Marquage des histones par l’ubiquitine
L’ubiquitine est surtout connue pour marquer les protéines endommagées ou indésirables en vue de leur destruction par le protéasome. Mais lorsqu’une seule molécule d’ubiquitine est fixée aux histones, les conséquences sont tout à fait différentes : plutôt que de marquer l’histone pour qu’elle soit détruite, la marque de mono-ubiquitine agit comme un signal moléculaire qui modifie la façon dont le chromosome est lu.
La fixation de l’ubiquitine à une histone (ou à toute autre protéine) nécessite une chaîne de trois enzymes agissant en séquence : une enzyme activatrice E1, une enzyme de conjugaison E2 et une ligase E3. Cette dernière met l’enzyme E2, chargée d’ubiquitine, en contact avec la lysine appropriée de la protéine ciblée. On estime qu’il existe plus de 600 ligases E3 dans le génome humain, hautement spécialisées pour différentes classes de substrats protéiques.
Bien que de nombreuses lysines présentes sur les histones puissent être mono-ubiquitinylées, deux sites se sont révélés particulièrement importants. La mono-ubiquitinylation de l’histone H2A au niveau de la lysine 119 (H2AK119) est une marque distinctive des gènes non transcrits. Elle est mise en place par le complexe répressif Polycomb 1 (PRC1) qui est un régulateur clé des gènes de développement. Lorsque le PRC1 marque la lysine H2AK119, il contribue à maintenir les commutateurs du développement en position « désactivée », garantissant ainsi, par exemple, que les cellules hépatiques ne se mettent pas accidentellement à produire des protéines nécessaires uniquement aux neurones.
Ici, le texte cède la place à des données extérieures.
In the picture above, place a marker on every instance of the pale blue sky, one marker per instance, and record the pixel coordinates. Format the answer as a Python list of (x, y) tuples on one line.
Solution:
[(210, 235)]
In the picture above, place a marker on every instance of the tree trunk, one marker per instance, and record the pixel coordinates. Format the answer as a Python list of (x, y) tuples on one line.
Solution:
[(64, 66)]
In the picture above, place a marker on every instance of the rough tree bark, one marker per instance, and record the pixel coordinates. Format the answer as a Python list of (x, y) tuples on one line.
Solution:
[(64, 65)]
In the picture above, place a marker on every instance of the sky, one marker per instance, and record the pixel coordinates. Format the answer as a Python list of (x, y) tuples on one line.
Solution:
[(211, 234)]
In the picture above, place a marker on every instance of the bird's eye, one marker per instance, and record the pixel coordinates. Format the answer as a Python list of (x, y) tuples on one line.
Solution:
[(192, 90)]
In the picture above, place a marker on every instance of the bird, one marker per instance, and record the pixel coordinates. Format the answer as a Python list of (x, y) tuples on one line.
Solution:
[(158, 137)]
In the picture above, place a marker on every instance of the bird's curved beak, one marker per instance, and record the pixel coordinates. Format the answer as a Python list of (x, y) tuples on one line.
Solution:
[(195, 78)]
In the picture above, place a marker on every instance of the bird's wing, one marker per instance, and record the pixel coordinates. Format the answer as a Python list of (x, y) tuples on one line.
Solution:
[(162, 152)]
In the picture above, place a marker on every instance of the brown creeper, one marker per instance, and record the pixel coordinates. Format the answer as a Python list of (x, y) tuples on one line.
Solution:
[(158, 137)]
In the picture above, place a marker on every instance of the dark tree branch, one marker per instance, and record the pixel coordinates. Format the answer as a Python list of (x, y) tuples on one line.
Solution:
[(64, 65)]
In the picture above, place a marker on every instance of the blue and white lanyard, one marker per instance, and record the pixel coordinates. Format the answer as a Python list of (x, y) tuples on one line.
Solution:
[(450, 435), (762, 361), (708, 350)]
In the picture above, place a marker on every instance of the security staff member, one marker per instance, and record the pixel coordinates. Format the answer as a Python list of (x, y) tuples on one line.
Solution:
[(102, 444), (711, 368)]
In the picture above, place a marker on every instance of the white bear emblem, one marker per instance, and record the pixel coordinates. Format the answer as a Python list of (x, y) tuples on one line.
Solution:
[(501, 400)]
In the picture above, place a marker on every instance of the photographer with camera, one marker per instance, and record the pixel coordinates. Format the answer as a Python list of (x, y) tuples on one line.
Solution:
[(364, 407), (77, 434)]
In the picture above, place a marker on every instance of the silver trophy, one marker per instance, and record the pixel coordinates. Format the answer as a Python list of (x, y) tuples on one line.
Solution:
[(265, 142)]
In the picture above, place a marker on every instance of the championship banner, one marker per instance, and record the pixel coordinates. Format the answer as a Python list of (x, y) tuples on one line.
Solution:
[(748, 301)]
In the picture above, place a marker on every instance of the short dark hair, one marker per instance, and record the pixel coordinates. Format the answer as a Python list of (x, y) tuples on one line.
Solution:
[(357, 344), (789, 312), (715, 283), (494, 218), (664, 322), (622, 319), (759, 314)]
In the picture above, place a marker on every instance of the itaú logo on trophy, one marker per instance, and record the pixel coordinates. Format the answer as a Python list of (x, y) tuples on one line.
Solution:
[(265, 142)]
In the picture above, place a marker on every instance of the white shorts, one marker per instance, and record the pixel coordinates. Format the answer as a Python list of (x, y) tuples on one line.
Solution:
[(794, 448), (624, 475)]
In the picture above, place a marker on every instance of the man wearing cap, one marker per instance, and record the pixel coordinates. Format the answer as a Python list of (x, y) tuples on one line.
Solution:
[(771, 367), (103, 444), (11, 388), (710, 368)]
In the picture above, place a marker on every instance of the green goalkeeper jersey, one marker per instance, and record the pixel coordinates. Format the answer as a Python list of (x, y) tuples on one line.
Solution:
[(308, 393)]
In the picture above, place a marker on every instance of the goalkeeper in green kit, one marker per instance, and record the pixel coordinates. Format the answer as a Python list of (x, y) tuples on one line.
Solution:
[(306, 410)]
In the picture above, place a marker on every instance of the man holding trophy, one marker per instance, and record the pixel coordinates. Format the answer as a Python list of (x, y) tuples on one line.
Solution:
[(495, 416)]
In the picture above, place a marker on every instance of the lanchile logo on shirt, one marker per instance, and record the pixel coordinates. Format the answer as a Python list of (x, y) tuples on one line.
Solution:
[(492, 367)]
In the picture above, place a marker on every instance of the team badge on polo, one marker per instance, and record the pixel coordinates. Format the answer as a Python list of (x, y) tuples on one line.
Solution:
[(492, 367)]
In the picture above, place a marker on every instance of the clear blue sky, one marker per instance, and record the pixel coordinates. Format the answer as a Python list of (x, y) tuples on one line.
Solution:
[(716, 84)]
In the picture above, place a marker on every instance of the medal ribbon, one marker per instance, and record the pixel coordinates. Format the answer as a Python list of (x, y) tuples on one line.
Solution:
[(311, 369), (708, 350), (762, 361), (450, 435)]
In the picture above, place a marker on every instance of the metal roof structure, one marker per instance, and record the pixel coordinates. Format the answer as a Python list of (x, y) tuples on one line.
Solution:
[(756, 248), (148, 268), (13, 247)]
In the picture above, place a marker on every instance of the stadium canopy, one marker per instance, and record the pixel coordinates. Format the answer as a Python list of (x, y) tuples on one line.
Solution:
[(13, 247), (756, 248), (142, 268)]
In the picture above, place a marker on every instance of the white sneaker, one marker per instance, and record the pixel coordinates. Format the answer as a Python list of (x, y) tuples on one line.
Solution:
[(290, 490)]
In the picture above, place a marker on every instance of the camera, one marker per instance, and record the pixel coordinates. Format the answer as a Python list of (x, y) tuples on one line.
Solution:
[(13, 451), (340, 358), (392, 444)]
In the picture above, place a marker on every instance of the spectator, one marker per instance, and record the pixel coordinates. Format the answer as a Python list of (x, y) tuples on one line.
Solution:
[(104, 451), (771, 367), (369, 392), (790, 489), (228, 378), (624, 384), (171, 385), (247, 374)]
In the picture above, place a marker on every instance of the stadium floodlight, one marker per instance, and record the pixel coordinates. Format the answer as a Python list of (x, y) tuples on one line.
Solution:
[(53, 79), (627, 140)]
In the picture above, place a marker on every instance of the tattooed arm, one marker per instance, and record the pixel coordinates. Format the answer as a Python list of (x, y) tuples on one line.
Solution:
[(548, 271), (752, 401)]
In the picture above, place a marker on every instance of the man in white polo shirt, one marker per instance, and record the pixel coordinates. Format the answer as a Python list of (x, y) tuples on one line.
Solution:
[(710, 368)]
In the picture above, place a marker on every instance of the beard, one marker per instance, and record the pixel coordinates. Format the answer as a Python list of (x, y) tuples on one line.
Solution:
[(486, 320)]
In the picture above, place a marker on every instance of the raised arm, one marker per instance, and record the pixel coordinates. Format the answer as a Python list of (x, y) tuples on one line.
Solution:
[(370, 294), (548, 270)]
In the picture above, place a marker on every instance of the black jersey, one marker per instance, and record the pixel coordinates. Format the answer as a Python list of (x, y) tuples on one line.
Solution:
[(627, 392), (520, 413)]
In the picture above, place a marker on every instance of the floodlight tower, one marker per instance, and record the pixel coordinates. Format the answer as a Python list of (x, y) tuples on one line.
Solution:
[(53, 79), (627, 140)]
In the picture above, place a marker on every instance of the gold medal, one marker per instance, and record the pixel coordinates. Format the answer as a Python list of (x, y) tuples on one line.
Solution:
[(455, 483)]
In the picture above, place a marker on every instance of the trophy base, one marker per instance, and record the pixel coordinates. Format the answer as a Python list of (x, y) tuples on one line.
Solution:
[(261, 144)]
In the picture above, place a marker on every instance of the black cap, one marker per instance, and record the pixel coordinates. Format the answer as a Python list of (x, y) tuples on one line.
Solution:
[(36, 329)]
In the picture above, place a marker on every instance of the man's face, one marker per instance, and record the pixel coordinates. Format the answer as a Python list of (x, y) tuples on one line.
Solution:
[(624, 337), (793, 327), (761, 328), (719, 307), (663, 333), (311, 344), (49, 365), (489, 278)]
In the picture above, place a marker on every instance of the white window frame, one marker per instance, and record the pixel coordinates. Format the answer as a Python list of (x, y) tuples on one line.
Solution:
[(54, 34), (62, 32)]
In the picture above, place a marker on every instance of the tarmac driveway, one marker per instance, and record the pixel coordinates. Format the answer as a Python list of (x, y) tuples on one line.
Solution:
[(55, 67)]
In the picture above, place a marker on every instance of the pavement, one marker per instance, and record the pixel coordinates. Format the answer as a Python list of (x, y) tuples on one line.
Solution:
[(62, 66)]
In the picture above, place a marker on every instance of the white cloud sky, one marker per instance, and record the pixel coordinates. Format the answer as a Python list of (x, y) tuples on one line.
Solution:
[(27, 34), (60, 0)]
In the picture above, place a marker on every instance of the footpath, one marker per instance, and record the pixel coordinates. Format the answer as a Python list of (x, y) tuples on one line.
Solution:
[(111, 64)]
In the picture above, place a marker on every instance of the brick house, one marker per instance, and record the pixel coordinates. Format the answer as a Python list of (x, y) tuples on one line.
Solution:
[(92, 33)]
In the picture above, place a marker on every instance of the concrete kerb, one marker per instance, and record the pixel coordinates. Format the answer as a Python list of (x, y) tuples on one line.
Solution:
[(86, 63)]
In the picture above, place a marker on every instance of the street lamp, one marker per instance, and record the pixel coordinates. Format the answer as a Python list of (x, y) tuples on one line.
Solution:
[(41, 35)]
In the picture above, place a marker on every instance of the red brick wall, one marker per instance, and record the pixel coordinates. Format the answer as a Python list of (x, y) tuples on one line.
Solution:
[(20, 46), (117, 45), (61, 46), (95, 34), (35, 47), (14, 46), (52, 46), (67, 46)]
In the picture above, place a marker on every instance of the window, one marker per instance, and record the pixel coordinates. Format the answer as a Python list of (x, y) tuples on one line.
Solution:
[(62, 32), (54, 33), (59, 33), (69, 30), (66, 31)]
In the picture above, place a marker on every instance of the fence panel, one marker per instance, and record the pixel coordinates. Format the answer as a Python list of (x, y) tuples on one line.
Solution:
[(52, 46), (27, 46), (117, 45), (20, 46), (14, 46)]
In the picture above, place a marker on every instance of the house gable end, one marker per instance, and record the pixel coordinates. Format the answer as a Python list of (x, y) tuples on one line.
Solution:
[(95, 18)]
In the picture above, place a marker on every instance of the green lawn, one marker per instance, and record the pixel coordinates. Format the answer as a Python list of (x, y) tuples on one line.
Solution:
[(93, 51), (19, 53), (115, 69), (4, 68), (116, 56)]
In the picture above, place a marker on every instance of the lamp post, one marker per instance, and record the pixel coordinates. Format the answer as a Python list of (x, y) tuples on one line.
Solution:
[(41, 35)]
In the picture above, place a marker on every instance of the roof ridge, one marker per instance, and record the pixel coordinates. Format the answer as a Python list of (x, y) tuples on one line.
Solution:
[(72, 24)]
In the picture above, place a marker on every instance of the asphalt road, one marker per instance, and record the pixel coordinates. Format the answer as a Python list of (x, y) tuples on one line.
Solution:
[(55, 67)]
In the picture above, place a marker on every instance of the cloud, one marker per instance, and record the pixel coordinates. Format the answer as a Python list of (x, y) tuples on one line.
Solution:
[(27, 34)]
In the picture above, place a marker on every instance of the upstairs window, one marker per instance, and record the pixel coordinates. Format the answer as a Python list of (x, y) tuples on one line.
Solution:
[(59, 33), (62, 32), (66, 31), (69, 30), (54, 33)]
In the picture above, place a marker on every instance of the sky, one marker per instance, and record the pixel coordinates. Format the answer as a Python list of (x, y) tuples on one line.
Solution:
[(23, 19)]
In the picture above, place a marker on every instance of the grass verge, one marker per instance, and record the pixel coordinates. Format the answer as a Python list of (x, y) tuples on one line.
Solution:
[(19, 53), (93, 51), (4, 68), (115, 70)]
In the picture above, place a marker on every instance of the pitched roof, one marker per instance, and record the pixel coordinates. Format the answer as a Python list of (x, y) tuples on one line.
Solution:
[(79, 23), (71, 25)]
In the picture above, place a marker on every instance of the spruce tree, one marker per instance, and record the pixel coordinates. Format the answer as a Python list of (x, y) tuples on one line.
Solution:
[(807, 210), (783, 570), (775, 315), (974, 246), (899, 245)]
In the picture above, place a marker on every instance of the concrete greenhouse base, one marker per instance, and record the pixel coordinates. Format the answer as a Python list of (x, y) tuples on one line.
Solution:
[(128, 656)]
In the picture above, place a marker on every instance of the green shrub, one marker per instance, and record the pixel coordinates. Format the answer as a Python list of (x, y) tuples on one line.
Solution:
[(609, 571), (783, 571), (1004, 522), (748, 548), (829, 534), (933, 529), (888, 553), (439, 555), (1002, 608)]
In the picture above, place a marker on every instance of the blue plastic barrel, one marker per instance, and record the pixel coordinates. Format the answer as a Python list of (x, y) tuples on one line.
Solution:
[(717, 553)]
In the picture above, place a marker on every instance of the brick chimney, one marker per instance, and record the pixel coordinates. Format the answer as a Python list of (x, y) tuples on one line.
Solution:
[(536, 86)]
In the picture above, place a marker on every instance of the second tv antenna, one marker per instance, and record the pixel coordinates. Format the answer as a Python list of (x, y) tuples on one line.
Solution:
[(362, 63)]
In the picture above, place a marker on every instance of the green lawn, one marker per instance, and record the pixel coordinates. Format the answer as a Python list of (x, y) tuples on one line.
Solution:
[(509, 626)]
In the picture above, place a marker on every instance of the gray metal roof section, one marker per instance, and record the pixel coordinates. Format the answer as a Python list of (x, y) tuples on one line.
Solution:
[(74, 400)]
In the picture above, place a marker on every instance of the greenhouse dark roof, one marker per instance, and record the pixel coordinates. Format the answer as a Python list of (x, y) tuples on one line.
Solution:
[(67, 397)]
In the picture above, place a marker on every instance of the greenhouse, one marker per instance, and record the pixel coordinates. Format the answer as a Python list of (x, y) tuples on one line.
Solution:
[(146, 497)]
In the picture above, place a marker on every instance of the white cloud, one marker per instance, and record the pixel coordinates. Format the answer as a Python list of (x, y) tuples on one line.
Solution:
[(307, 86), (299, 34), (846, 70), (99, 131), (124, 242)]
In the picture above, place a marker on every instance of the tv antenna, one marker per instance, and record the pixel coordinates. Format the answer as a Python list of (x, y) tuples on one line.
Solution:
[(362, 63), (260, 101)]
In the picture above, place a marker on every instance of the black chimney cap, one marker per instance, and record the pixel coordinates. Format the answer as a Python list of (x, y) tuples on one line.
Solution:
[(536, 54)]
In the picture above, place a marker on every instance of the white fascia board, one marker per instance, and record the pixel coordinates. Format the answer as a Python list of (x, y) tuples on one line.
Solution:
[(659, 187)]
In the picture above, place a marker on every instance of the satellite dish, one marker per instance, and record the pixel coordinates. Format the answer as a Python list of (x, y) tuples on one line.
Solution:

Le module d’ubiquitinylation de PRC1 est constitué d’une paire de domaines RING catalytiques, appelés Ring1B et Bmi1, qui agissent ensemble en tant que ligase E3 d’ubiquitine. Ce module est fixé à la surface du nucléosome, avec l’enzyme E2 UbcH5c positionnée directement au-dessus de H2AK119 (Figure 1, d’après l’entrée 4r8p de la banque de données sur les protéines (PDB) 1).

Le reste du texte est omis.